5

As far as I know, erasing elements during iteration of a collection should break the iteration or cause you to skip elements. Why does calling std::for_each with a predicate which erases not cause this to happen? (It works).

Code snip:

#include <iostream> #include <map> #include <algorithm> using namespace std; int main() { map<int,long long> m; m[1] = 5000; m[2] = 1; m[3] = 2; m[4] = 5000; m[5] = 5000; m[6] = 3; // Erase all elements > 1000 std::for_each(m.begin(), m.end(), [&](const decltype(m)::value_type& v){ if (v.second > 1000) { m.erase(v.first); } }); for (const auto& a: m) { cout << a.second << endl; } return 0; } 

it prints out

1 2 3 

EDIT: I now see that if it actually increments the iterator before calling the function then it could work.

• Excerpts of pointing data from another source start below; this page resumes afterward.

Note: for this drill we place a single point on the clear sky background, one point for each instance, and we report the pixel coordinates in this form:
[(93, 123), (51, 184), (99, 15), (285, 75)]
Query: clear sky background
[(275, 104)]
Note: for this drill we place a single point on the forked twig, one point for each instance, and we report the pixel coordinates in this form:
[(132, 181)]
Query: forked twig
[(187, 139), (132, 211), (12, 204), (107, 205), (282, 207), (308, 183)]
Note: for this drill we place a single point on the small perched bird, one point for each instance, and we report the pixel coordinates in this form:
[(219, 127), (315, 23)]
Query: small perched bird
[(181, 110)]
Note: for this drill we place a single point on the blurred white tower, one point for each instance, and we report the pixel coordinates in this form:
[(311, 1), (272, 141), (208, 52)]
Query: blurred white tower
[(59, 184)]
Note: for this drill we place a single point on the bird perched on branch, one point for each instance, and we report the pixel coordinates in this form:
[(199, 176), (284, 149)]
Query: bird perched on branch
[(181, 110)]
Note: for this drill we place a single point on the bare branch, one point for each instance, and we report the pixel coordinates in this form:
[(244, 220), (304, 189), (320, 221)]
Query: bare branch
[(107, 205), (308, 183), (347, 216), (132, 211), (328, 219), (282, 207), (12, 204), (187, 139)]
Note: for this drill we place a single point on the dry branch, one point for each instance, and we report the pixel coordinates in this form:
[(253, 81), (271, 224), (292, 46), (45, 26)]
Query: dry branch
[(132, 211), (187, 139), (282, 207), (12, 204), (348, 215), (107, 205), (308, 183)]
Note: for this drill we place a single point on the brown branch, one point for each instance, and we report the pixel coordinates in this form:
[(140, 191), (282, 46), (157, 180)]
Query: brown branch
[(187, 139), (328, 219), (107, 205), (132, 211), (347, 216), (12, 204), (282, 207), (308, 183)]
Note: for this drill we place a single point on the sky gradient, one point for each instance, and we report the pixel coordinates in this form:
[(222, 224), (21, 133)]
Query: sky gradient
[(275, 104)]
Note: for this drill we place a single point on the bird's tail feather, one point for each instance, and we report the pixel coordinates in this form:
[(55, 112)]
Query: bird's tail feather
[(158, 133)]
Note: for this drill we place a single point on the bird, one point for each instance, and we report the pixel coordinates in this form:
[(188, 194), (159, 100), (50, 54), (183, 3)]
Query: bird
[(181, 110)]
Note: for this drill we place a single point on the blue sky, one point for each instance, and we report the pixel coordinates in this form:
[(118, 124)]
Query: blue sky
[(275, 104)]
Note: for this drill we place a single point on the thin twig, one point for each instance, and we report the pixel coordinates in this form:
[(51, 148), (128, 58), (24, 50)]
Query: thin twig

But does this count as compiler specific/undefined behavior?

5
  • If you're actually doing this, I suggest std::remove_if. Commented Feb 24, 2014 at 2:14
  • That won't work for associative containers (like map) :( Remove_if returns an iterator for a position to start deleting from (it moves all the ones to be removed to the back of the collection) Commented Feb 24, 2014 at 2:16
  • Oh, I see what you're getting at. My bad. Commented Feb 24, 2014 at 2:19
  • Yea, more info here on that specifically: stackoverflow.com/questions/9515357/map-lambda-remove-if Commented Feb 24, 2014 at 2:21
  • About your actual question, I would say it's implementation-defined and not guaranteed. There aren't any specific points for or against it from what I can tell. Commented Feb 24, 2014 at 2:32

4 Answers 4

2

It's undefined behaviour, and won't work reliably. After adding a line to print keys and values inside your erasing lambda function, I see:

1=5000 2=1 3=2 4=5000 2=1 // AGAIN!!! 3=2 // AGAIN!!! 5=5000 6=3 

With my Standard library's map implementation, after erasing the element with key 4, iteration returns to the node with key 2! It then revisits the node with key 3. Because your lambda happily retested such nodes (v.second > 1000) and returned without any side effects, the broken iteration wasn't affecting the output.

You might reasonably ask: "but isn't it astronomically unlikely that it'd have managed to continue iteration (even if to the wrong next node) without crashing?"

Actually, it's quite likely.

Erasing a node causes delete to be called for the memory that node occupied, but in general the library code performing the delete will just:

  • invoke the destructor (which has no particular reason to waste time overwriting the left-child-, right-child- and parent-pointers), then

  • modify its records of which memory regions are allocated vs. available.

It's unlikely to "waste" time arbitrarily modifying the heap memory being deallocated (though some implementations will in memory-usage debugging modes).

So, the erased node probably sits there intact until some other heap allocation's performed.

And, when you erase an element in a map, the Standard requires that none of the container's other elements be moved in memory - iterators, pointers and references to other elements must remain valid. It can only modify nodes' left/right/parent pointers that maintain the binary tree.

Consequently, if you continue to use the iterator to the erased element, it is likely to see pointers to the left/right/parent nodes the erased element linked to before erasure, and operator++() will "iterate" to them using the same logic it would have employed if the erased element were still in the map.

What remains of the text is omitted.